Another unique facet of The 19th is its lack of an opinion or editorial section, something Haines said was done intentionally to avoid ostracizing those who may share different beliefs.
“We decided not to have an opinion or editorial section in order to build faith with our readership through reporting and through facts,” Haines said. “We want to encourage a community; we seek to be a home for all women regardless of their political strife. We want people to feel welcome.”
When asked by moderator Vice President and Emily and Richard Smucker Chair for Education Matt Ewalt about the role that men play in her reporting, Haines assured viewers that no one was excluded, saying that “men are absolutely part of this conversation.
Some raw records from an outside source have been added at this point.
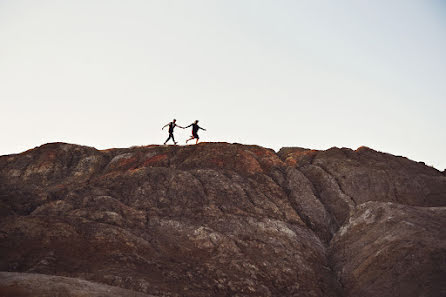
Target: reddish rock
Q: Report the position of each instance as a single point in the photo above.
(219, 219)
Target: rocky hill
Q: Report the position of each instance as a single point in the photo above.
(219, 219)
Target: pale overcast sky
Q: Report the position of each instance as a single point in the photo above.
(312, 74)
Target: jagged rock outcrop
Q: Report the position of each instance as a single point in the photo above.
(219, 219)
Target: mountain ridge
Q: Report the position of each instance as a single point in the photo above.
(220, 219)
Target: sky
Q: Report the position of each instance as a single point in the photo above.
(313, 74)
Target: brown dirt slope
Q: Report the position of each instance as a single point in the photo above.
(219, 219)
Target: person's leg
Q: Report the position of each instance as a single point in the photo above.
(170, 136)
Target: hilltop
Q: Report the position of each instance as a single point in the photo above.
(219, 219)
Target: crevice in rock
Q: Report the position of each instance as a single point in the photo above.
(317, 195)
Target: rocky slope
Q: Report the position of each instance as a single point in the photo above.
(219, 219)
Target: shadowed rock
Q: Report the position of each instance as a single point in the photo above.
(217, 219)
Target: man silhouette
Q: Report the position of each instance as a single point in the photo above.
(171, 125)
(195, 129)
Frankly, we couldn’t be covering the 2020 election if we were not covering men.”
However, she wanted to emphasize that the purpose of The 19th was to elevate the role of female journalists in an atmosphere where there is less representation, citing the fact that over two-thirds of political journalists are men.
“Women are as qualified and capable of weighing in on our politics and of shaping the conversation around our politics as men are,” Haines said.
“As editor-at-large, I have the role I wanted to play, not only as one of the first reporters, but also as an ambassador,” Haines said regarding her appearances on and in various news platforms, including NPR and PBS. “This is an opportunity to be among these visionaries not fixing a culture, but building a culture.”
Haines went into the creation of The 19th with a goal of creating an inclusive environment.
“You have to create the climate for women and minority journalists to thrive, to do the kind of journalism that is going to be impactful, that is going to afflict the comfortable, that is going to right wrongs and that is going to move us to a more free and fair democracy,” she said.
As the United States continues to battle COVID-19, Haines believes that political journalism is more important than ever.
“The pandemic is absolutely political,” Haines said. “With the pandemic, it is our duty to inform women of how they can safely and fully participate in this democracy.”
As the 2020 election draws closer, many issues are appearing in the forefront of the media, forcing many people who may have been previously isolated from engagement to involve themselves in politics.
“This national reckoning has really presented an opportunity for people to learn and expand their worldview,” Haines said, calling it “very encouraging.”
One concern that Haines hopes to dispel with The 19th’s bias-avoidance publication style is the creation of yet another echo chamber where people simply surround themselves with like-minded thinkers and close themselves off to new thoughts and opinions.
“Our timelines are filled with people who think like we think,” Haines said. “We have to be more deliberate about expanding that circle.”
Haines has been inspired by the shift of race and gender issues to the forefront of public concern, and is adamant that journalism must continue to play a large role in the dissemination of factual reporting.
“This country was founded on protests and dissent and revolution,” Haines said. “Journalism has the potential to be part of that ongoing revolution in our country that helps to perfect our union.”
As systemic injustices are more widely recognized, Haines is hopeful that the dissolution of historically biased institutions and ways of thinking will allow a space to build unity.
“The important conversations that we have now are about the centennial of the suffrage movement and what voting means and who gets to participate in this democracy,” Haines said. “These are the big questions that we have an opportunity to wrestle with, hopefully with the goal of finding a new way forward together.”